Mike arranges for the girl to be airlifted from the hospital and flown with Dr Aliyah to a hospital in England. He becomes increasingly drawn to Aliyah, but on going to the hospital one day he finds that she and the girl have abruptly left for Iraq.

Mike, Danny and Hibbsy eventually return to Iraq. Mike wants to go back because he has been unable to get Aliyah out of his mind. Danny has been persuaded by burly, charismatic American ex-marine Lester (Nonso Anozie) to join him in setting up a private security firm. Hibbsy, who has been given a medical discharge from the army, decides to work for the firm. Lester and Danny engage gleefully with the web of corruption and fraud under which many billions of dollars disappeared in Iraq and are still unaccounted for.

When Mike tracks Aliyah down, he learns that she is married. She tells him that her husband, the director of the hospital in Basra, had been imprisoned by Saddam two years earlier and that she had been wrongly informed that he was dead. Her husband Dr Sadiq Alasadi , played by the Arabic-speaking Israeli actor of Iraqi Jewish origin Igal Naor, is a dedicated doctor who is sickened by Danny and Lester’s scamming of the hospital through their crooked construction contracts.

“Occupation” captures the sense of danger and suspicion on every corner, the increasing pressures on women, and the high price sometimes paid by Iraqis who work with the British and are seen as collaborators. Hibbsy strikes up a close friendship with a young Iraqi man, Yunis (Lewis Alsamari). When Yunis leaves his job with the security contractors he uses his money to fulfill his dream of setting up a pizzeria.

But when Hibbsy goes to visit Yunis in his new pizza business, Yunis is gunned down by two members of the Iraqi police whom Hibbsy had helped to train. Hibbsy is so traumatized that Danny asks Mike to take him back to England.

Hibbsy is haunted by the murder of Yunis and returns to Iraq to visit Yunis’s widow and children and give them all the money he has made. On leaving their house he is seized by a gang including the two policemen who killed Yunis and taken to the basement of a police station where he is dressed in an orange jump suit and prepared for execution by beheading. Danny stages a daring rescue to buy his freedom.

The script treats Hibbsy’s abductors not as blind fanatics but as men who are deeply angered by what has happened to their country. The lead captor asks Hibbsy: “Do you know how many Iraqis your bombs killed? Half a million.”

Mike goes out to Iraq for a third time in June 2007 with his son Richard, who has joined the army and admits to Mike how terrified he is. Aliyah’s husband has disappeared, and Mike offers to help find him. When he discovers who was behind Dr Alasadi’s abduction, he is filled with disbelief and disgust.

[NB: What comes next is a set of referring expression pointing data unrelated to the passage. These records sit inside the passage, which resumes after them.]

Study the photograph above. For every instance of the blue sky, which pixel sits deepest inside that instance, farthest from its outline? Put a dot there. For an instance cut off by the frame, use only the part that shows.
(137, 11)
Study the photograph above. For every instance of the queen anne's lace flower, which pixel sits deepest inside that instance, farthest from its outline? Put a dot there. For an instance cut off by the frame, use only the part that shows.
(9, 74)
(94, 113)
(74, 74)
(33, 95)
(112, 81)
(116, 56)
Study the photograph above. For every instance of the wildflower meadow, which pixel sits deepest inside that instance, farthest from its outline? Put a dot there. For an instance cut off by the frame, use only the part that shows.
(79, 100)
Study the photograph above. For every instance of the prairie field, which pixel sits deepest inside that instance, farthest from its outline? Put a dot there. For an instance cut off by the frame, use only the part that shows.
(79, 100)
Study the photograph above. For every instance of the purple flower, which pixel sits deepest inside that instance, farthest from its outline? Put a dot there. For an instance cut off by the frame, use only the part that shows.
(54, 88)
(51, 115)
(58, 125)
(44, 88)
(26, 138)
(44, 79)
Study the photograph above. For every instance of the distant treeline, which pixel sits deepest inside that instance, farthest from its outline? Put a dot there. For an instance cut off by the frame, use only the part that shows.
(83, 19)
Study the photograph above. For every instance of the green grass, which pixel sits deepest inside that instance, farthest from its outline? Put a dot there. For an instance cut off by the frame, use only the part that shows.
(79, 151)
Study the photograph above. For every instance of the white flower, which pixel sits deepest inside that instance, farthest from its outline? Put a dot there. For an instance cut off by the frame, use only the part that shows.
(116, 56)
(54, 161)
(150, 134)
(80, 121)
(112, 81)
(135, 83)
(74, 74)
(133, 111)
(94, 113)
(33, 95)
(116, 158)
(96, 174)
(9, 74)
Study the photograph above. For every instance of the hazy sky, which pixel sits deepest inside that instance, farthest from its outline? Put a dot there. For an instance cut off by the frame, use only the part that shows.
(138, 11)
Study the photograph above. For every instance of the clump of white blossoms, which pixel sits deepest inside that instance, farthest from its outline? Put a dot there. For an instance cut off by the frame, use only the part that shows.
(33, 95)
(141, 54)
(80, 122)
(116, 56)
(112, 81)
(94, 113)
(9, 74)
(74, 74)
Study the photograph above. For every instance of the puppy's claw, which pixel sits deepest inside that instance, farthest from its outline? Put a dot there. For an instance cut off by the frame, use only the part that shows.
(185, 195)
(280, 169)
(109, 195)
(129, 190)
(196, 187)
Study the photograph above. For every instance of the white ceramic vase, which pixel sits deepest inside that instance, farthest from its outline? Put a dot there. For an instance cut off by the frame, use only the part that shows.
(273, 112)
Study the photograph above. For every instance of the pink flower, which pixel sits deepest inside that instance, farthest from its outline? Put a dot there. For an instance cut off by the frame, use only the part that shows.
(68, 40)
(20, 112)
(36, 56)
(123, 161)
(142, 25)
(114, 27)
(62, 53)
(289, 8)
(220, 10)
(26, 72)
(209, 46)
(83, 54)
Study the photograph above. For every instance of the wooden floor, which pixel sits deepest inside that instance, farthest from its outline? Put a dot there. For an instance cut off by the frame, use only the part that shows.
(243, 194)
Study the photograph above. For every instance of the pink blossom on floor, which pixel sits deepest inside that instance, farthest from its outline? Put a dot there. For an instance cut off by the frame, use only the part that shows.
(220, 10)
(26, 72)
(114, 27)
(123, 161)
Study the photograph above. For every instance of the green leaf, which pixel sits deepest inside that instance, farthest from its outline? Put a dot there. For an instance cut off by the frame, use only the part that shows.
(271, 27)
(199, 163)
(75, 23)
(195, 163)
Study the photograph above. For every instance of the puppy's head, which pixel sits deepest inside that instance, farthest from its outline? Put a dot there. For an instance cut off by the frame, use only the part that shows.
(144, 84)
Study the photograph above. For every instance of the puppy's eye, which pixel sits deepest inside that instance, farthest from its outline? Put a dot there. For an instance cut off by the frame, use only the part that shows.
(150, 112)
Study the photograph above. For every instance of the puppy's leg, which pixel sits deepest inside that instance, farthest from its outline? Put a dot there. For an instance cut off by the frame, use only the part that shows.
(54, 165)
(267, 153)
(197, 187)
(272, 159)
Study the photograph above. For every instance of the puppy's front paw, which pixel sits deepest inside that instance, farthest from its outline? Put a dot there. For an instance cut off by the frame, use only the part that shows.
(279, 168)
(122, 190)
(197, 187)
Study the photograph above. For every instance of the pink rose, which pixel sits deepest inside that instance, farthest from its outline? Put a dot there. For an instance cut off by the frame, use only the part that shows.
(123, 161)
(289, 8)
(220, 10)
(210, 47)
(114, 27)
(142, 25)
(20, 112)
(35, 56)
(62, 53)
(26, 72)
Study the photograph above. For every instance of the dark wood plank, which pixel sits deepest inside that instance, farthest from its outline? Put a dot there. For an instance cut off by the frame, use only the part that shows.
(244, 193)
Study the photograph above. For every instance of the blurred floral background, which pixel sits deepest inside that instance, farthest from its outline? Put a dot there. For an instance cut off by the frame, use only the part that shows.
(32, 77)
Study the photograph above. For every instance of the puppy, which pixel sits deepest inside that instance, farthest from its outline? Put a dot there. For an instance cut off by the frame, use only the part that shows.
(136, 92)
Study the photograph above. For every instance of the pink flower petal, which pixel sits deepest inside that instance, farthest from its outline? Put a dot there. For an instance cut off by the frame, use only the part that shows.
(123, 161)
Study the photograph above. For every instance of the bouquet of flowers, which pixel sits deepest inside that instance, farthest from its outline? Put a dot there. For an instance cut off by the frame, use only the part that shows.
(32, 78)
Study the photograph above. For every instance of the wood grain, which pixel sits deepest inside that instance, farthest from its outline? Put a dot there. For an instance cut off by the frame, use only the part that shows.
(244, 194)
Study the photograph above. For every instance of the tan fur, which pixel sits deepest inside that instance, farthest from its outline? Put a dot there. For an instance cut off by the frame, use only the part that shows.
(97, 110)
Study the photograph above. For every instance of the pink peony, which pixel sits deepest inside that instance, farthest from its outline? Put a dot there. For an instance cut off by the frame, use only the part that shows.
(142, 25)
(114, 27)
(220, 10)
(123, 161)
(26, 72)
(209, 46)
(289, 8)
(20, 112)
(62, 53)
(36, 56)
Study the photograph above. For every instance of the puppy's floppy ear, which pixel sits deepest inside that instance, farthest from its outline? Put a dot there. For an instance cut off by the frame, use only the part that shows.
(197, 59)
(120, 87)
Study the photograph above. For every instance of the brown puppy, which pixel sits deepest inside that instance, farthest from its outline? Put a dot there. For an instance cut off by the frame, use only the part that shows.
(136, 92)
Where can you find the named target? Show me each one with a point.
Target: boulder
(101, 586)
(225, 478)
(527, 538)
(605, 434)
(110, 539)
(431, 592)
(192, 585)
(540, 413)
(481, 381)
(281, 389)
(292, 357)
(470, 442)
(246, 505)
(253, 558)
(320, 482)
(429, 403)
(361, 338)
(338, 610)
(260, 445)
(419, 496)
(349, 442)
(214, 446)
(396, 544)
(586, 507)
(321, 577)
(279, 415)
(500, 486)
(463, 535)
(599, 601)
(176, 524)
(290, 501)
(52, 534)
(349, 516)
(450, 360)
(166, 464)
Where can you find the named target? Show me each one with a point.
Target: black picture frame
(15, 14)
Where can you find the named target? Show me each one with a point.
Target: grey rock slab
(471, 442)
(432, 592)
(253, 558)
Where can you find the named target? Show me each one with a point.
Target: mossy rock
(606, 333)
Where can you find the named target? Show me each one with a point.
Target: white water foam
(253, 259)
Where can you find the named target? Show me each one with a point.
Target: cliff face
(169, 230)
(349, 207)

The action builds to an inevitably violent and tragic climax when the various fuses placed along the storyline are ignited and explode. In the final scene the three main characters are back in England trying to come to terms with their experiences. Mike, appalled by Danny’s greed and irresponsibility, asks what happened to him. Danny replies: “I went to Iraq. What happened to you?”